Not too challenging, right?
But there isn’t a unique line that does the job. In fact, we have infinite lines that can separate these two classes. So, how does SVM find the ideal one?
Let’s examine some probable candidates and figure it out ourselves.
We have two candidates here, the green colored line and the yellow colored line. Which line according to you best separates the data?
If you selected the yellow line then congrats, because that’s the line we are looking for. It’s visually quite intuitive in this case that the yellow line classifies better. But, we need something concrete to fix our line.
The green line in the image above is quite close to the red class. Though it classifies the data set it’s not a generalized line, and in machine learning, our goal is to get a generalized separator.
How Support Vector Machines Find the Optimal Hyperplane
According to the SVM algorithm, we find the points closest to the line from both the classes. These points are called support vectors. Now, we compute the distance between the line and the support vectors. This distance is called the margin. Our goal is to maximize the margin. The hyperplane, for which the margin is maximum, is the optimal hyperplane.

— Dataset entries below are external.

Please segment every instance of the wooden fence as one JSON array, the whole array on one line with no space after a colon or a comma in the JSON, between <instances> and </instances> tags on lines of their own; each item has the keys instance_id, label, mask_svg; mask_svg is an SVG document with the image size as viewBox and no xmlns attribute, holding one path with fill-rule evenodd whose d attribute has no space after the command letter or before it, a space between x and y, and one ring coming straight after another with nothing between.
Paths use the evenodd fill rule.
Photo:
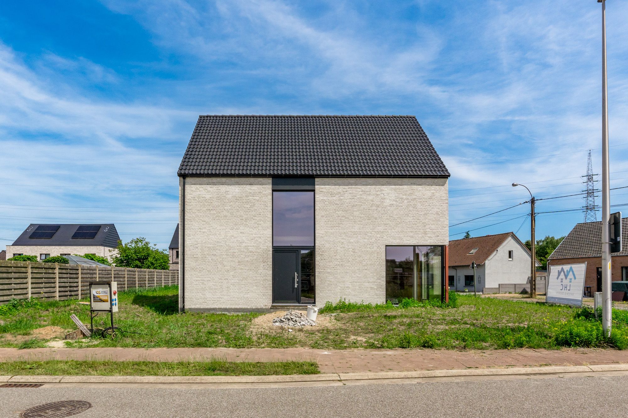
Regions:
<instances>
[{"instance_id":1,"label":"wooden fence","mask_svg":"<svg viewBox=\"0 0 628 418\"><path fill-rule=\"evenodd\" d=\"M0 304L11 299L61 300L87 296L90 282L117 282L119 291L179 284L176 270L148 270L28 261L0 261Z\"/></svg>"}]
</instances>

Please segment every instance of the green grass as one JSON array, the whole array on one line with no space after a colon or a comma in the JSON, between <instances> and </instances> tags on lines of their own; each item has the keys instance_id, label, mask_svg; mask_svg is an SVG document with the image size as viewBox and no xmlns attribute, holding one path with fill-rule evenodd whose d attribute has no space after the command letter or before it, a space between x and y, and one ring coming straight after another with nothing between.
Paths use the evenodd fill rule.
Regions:
<instances>
[{"instance_id":1,"label":"green grass","mask_svg":"<svg viewBox=\"0 0 628 418\"><path fill-rule=\"evenodd\" d=\"M263 376L315 375L313 362L95 362L48 360L0 363L0 375L51 376Z\"/></svg>"},{"instance_id":2,"label":"green grass","mask_svg":"<svg viewBox=\"0 0 628 418\"><path fill-rule=\"evenodd\" d=\"M433 348L453 350L497 348L557 349L562 346L628 347L628 313L614 311L614 335L598 331L599 320L582 309L544 303L457 295L457 308L408 302L364 304L341 301L321 310L333 315L332 326L306 327L288 333L281 327L260 328L254 319L261 314L178 313L178 288L166 286L131 289L119 294L115 314L116 338L94 337L67 343L73 347L229 347L234 348L309 347L319 349ZM0 346L41 346L28 340L35 328L60 326L72 330L75 313L89 324L89 306L76 301L14 304L0 313ZM109 326L106 316L95 326ZM2 336L0 335L0 337ZM21 340L16 340L19 337Z\"/></svg>"}]
</instances>

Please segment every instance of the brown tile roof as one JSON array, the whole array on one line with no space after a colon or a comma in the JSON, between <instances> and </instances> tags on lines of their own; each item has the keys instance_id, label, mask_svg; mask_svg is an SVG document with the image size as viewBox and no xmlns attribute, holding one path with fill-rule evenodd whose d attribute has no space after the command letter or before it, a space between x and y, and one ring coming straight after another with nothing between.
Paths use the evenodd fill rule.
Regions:
<instances>
[{"instance_id":1,"label":"brown tile roof","mask_svg":"<svg viewBox=\"0 0 628 418\"><path fill-rule=\"evenodd\" d=\"M484 235L450 241L449 265L470 265L472 261L475 261L476 264L484 264L491 254L495 252L511 235L517 238L514 233L505 232L494 235ZM469 252L474 248L477 248L477 251L470 254Z\"/></svg>"},{"instance_id":2,"label":"brown tile roof","mask_svg":"<svg viewBox=\"0 0 628 418\"><path fill-rule=\"evenodd\" d=\"M614 255L628 255L628 218L622 219L622 251ZM550 260L602 257L602 222L577 223L550 255Z\"/></svg>"}]
</instances>

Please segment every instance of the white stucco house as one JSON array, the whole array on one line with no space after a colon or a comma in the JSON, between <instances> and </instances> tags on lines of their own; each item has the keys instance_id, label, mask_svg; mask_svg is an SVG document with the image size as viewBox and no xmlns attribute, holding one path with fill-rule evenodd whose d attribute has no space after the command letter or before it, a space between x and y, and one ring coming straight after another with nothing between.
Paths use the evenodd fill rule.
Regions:
<instances>
[{"instance_id":1,"label":"white stucco house","mask_svg":"<svg viewBox=\"0 0 628 418\"><path fill-rule=\"evenodd\" d=\"M500 284L525 284L530 281L531 254L514 232L475 237L449 242L449 289L497 292ZM537 261L536 265L541 264Z\"/></svg>"},{"instance_id":2,"label":"white stucco house","mask_svg":"<svg viewBox=\"0 0 628 418\"><path fill-rule=\"evenodd\" d=\"M202 115L178 174L182 311L447 297L450 174L414 116Z\"/></svg>"}]
</instances>

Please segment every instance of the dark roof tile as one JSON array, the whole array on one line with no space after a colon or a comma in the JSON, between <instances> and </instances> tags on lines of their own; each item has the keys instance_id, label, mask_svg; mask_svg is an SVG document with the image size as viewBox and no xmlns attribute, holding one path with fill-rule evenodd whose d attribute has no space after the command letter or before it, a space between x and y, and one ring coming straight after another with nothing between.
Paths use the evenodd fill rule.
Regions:
<instances>
[{"instance_id":1,"label":"dark roof tile","mask_svg":"<svg viewBox=\"0 0 628 418\"><path fill-rule=\"evenodd\" d=\"M448 177L414 116L200 116L180 176Z\"/></svg>"}]
</instances>

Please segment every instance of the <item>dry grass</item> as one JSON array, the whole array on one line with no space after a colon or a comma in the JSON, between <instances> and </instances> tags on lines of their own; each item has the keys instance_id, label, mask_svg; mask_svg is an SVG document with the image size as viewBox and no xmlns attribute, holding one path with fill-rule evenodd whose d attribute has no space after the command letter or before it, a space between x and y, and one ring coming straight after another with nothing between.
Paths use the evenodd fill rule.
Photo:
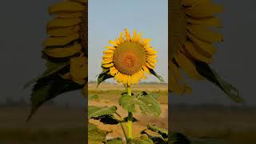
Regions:
<instances>
[{"instance_id":1,"label":"dry grass","mask_svg":"<svg viewBox=\"0 0 256 144\"><path fill-rule=\"evenodd\" d=\"M110 83L102 83L98 89L96 89L95 83L89 83L89 96L98 94L100 96L99 100L92 101L89 105L94 106L117 106L118 112L122 118L127 116L127 112L125 111L118 104L118 98L122 93L125 92L125 89L122 85L115 85ZM139 122L134 122L133 131L134 136L138 135L140 131L146 127L147 124L154 124L159 127L168 129L168 92L166 84L140 84L132 87L133 93L139 93L146 91L154 93L160 96L160 103L162 114L159 118L154 118L150 115L143 115L140 113L139 108L137 107L137 113L134 114L134 118ZM103 125L97 121L91 120L91 122L99 126L99 128L113 131L108 136L110 138L122 137L124 138L120 126Z\"/></svg>"},{"instance_id":2,"label":"dry grass","mask_svg":"<svg viewBox=\"0 0 256 144\"><path fill-rule=\"evenodd\" d=\"M27 108L0 109L0 143L82 143L85 110L42 106L30 122Z\"/></svg>"}]
</instances>

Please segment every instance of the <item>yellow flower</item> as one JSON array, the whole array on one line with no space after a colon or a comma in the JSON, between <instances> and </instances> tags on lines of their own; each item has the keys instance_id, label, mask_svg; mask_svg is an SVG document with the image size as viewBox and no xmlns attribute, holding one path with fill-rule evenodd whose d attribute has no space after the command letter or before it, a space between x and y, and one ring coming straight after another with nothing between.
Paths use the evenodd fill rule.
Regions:
<instances>
[{"instance_id":1,"label":"yellow flower","mask_svg":"<svg viewBox=\"0 0 256 144\"><path fill-rule=\"evenodd\" d=\"M70 71L62 75L83 85L87 78L87 0L67 0L49 8L55 17L47 23L50 38L43 43L47 60L68 61Z\"/></svg>"},{"instance_id":2,"label":"yellow flower","mask_svg":"<svg viewBox=\"0 0 256 144\"><path fill-rule=\"evenodd\" d=\"M150 45L150 38L142 38L141 34L134 31L133 37L128 30L122 32L118 38L109 42L103 51L102 67L109 70L109 74L125 86L138 83L146 78L155 67L156 53Z\"/></svg>"},{"instance_id":3,"label":"yellow flower","mask_svg":"<svg viewBox=\"0 0 256 144\"><path fill-rule=\"evenodd\" d=\"M191 92L180 70L192 79L204 79L195 62L212 62L216 52L213 42L222 42L222 36L210 28L222 26L214 14L222 9L210 0L170 0L169 9L169 90L176 94Z\"/></svg>"}]
</instances>

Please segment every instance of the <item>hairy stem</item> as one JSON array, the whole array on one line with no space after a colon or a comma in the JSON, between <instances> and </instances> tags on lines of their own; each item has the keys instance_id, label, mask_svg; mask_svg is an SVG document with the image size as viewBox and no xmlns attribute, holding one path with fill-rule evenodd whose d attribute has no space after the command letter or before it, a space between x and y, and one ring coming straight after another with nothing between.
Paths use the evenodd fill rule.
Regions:
<instances>
[{"instance_id":1,"label":"hairy stem","mask_svg":"<svg viewBox=\"0 0 256 144\"><path fill-rule=\"evenodd\" d=\"M115 114L116 114L120 118L122 118L121 115L118 114L118 113L115 112ZM121 127L122 127L122 132L123 132L123 134L125 135L126 140L127 141L127 140L128 140L128 137L127 137L127 134L126 134L126 130L125 130L125 128L124 128L124 126L123 126L123 125L122 125L122 122L123 122L122 121L123 121L123 119L122 119L122 121L119 121L119 124L120 124L120 126L121 126Z\"/></svg>"},{"instance_id":2,"label":"hairy stem","mask_svg":"<svg viewBox=\"0 0 256 144\"><path fill-rule=\"evenodd\" d=\"M130 86L127 87L127 94L129 96L131 96L131 89ZM133 138L133 113L132 112L128 112L127 129L128 129L128 138L131 139Z\"/></svg>"}]
</instances>

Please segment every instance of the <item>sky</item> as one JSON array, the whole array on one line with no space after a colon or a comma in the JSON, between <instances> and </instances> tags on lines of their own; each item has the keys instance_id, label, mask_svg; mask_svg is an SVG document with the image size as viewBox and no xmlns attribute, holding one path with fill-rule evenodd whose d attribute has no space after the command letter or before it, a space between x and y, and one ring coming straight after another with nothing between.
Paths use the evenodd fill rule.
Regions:
<instances>
[{"instance_id":1,"label":"sky","mask_svg":"<svg viewBox=\"0 0 256 144\"><path fill-rule=\"evenodd\" d=\"M166 1L118 1L121 0L108 0L108 2L105 0L90 0L89 52L93 54L94 51L96 54L95 66L89 64L90 69L94 67L95 70L89 71L90 77L95 78L99 72L97 70L99 70L102 51L108 44L108 40L115 38L124 27L130 30L136 28L142 32L144 38L152 39L151 44L158 49L161 58L158 60L162 61L157 65L157 71L162 73L161 74L165 77L167 72L164 69L167 62L164 60L166 59L165 50L167 50L167 41L165 39L167 34L167 25L165 22L167 22L167 8L164 8L167 6ZM42 42L46 38L46 24L50 18L47 8L57 2L61 0L15 1L15 4L13 1L5 1L1 3L0 102L5 102L6 97L16 99L29 98L30 90L23 90L24 84L40 75L46 69L45 62L41 58L41 50ZM218 45L218 52L211 66L240 90L240 95L248 104L255 106L256 17L254 14L256 13L256 1L215 2L224 7L224 12L218 15L223 23L220 33L224 36L224 42ZM101 13L94 12L99 9L104 10ZM138 10L140 12L135 13ZM116 16L117 14L120 14L119 16ZM130 18L134 19L129 20ZM90 56L90 58L92 58ZM162 70L162 67L165 70ZM193 88L193 94L173 95L172 103L234 104L222 90L208 82L188 81L188 83ZM80 91L76 91L62 94L54 100L62 103L82 105L83 99Z\"/></svg>"},{"instance_id":2,"label":"sky","mask_svg":"<svg viewBox=\"0 0 256 144\"><path fill-rule=\"evenodd\" d=\"M92 0L89 1L89 80L96 81L102 72L102 51L109 40L118 38L127 28L135 29L142 38L151 38L158 53L156 72L168 81L168 1ZM159 82L150 76L146 82ZM113 82L113 81L110 81Z\"/></svg>"}]
</instances>

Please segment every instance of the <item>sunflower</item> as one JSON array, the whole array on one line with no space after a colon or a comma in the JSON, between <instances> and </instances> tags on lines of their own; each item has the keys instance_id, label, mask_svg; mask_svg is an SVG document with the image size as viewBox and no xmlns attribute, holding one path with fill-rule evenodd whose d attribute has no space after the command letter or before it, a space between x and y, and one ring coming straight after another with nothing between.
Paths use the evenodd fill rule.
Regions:
<instances>
[{"instance_id":1,"label":"sunflower","mask_svg":"<svg viewBox=\"0 0 256 144\"><path fill-rule=\"evenodd\" d=\"M87 78L87 0L68 0L54 4L47 23L50 38L43 43L43 54L51 62L68 62L70 70L62 78L84 85Z\"/></svg>"},{"instance_id":2,"label":"sunflower","mask_svg":"<svg viewBox=\"0 0 256 144\"><path fill-rule=\"evenodd\" d=\"M214 14L222 9L210 0L170 0L169 9L169 90L190 93L181 70L194 80L205 78L196 62L210 63L216 52L213 43L222 42L222 36L211 29L222 26Z\"/></svg>"},{"instance_id":3,"label":"sunflower","mask_svg":"<svg viewBox=\"0 0 256 144\"><path fill-rule=\"evenodd\" d=\"M133 37L127 29L125 34L121 32L115 41L109 41L112 46L107 46L103 51L102 68L108 74L125 86L137 84L146 74L154 74L157 62L157 51L150 45L150 38L142 38L141 33L134 30Z\"/></svg>"}]
</instances>

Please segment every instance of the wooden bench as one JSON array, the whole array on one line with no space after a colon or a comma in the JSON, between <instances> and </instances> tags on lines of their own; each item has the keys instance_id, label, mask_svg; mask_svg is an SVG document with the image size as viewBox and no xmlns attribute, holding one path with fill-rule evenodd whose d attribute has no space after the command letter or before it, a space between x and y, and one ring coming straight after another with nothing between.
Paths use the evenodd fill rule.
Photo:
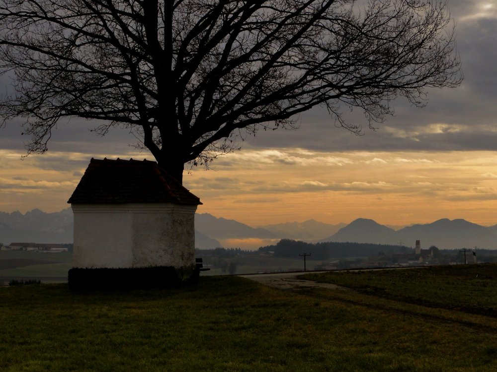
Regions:
<instances>
[{"instance_id":1,"label":"wooden bench","mask_svg":"<svg viewBox=\"0 0 497 372\"><path fill-rule=\"evenodd\" d=\"M204 267L204 263L202 261L202 258L195 258L195 266L199 271L207 271L207 270L210 270L210 268L207 267Z\"/></svg>"}]
</instances>

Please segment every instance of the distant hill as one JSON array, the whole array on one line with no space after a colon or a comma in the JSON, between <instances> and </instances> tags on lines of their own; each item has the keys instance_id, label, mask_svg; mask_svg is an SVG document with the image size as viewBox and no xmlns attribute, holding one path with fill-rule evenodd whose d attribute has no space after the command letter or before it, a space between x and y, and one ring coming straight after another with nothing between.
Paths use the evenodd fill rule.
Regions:
<instances>
[{"instance_id":1,"label":"distant hill","mask_svg":"<svg viewBox=\"0 0 497 372\"><path fill-rule=\"evenodd\" d=\"M223 245L218 241L209 238L196 229L195 230L195 248L201 248L204 249L211 249L215 248L222 248Z\"/></svg>"},{"instance_id":2,"label":"distant hill","mask_svg":"<svg viewBox=\"0 0 497 372\"><path fill-rule=\"evenodd\" d=\"M216 239L278 238L273 233L264 229L250 227L235 220L218 218L209 213L195 215L195 228L202 234Z\"/></svg>"},{"instance_id":3,"label":"distant hill","mask_svg":"<svg viewBox=\"0 0 497 372\"><path fill-rule=\"evenodd\" d=\"M440 249L497 248L497 229L485 227L465 220L438 220L429 224L413 225L395 231L372 220L359 218L322 242L349 242L376 244L402 244L414 247L416 240L421 248L435 246Z\"/></svg>"},{"instance_id":4,"label":"distant hill","mask_svg":"<svg viewBox=\"0 0 497 372\"><path fill-rule=\"evenodd\" d=\"M463 219L444 218L430 224L414 225L399 230L396 236L397 241L410 242L413 247L416 240L420 240L423 248L497 248L497 236L491 229Z\"/></svg>"},{"instance_id":5,"label":"distant hill","mask_svg":"<svg viewBox=\"0 0 497 372\"><path fill-rule=\"evenodd\" d=\"M303 222L287 222L261 226L281 238L312 241L322 239L324 237L332 235L347 224L340 223L331 225L315 220Z\"/></svg>"},{"instance_id":6,"label":"distant hill","mask_svg":"<svg viewBox=\"0 0 497 372\"><path fill-rule=\"evenodd\" d=\"M72 243L73 226L70 208L50 213L39 209L24 214L0 212L0 242Z\"/></svg>"},{"instance_id":7,"label":"distant hill","mask_svg":"<svg viewBox=\"0 0 497 372\"><path fill-rule=\"evenodd\" d=\"M394 244L399 241L395 230L373 220L358 218L322 242Z\"/></svg>"},{"instance_id":8,"label":"distant hill","mask_svg":"<svg viewBox=\"0 0 497 372\"><path fill-rule=\"evenodd\" d=\"M438 220L413 225L396 231L373 220L358 218L348 225L331 225L309 220L253 228L234 220L208 213L195 215L195 246L205 249L224 247L257 249L288 239L320 242L436 246L440 249L497 248L497 225L485 227L463 219ZM25 214L0 212L0 242L71 243L73 219L70 208L55 213L33 209ZM328 237L323 239L325 237Z\"/></svg>"}]
</instances>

SVM tries to make a decision boundary so that the separation between the two classes, that street, is as wide as possible.
Seems simple, right? Let’s consider a more complex data set that isn’t linearly separable.
How Support Vector Machines Calculate a Hyperplane in Higher Dimensions
This data is clearly not linearly separable. We can’t draw a straight line that can classify this data. But the data can be converted to linearly separable data in a higher dimension. Let’s add one more dimension and call it a z-axis. the coordinates on z-axis will be governed by the constraint: z = x²+y²
.
Basically, the z coordinate is the square of distance of the point from origin. Let’s plot the data on z-axis.
Now, the data is linearly separable. Let the purple line separating the data in higher dimension be z=k, where k is a constant. Since, z=x²+y²
, we get x² + y² = k
, which is an equation of a circle. So, we can project this linear separator from a higher dimension back to its original dimensions using this transformation.
We can classify data by adding an extra dimension to it so that it becomes linearly separable and then projecting the decision boundary back to original dimensions using mathematical transformation. But finding the correct transformation for any given data set isn’t that easy. Thankfully, we can use Kernels in Sklearn’s SVM implementation to do this job.
What Is a Hyperplane in Support Vector Machine?
A hyperplane in an n-dimensional Euclidean space is a flat, n-1 dimensional subset of that space that divides the space into two disconnected parts.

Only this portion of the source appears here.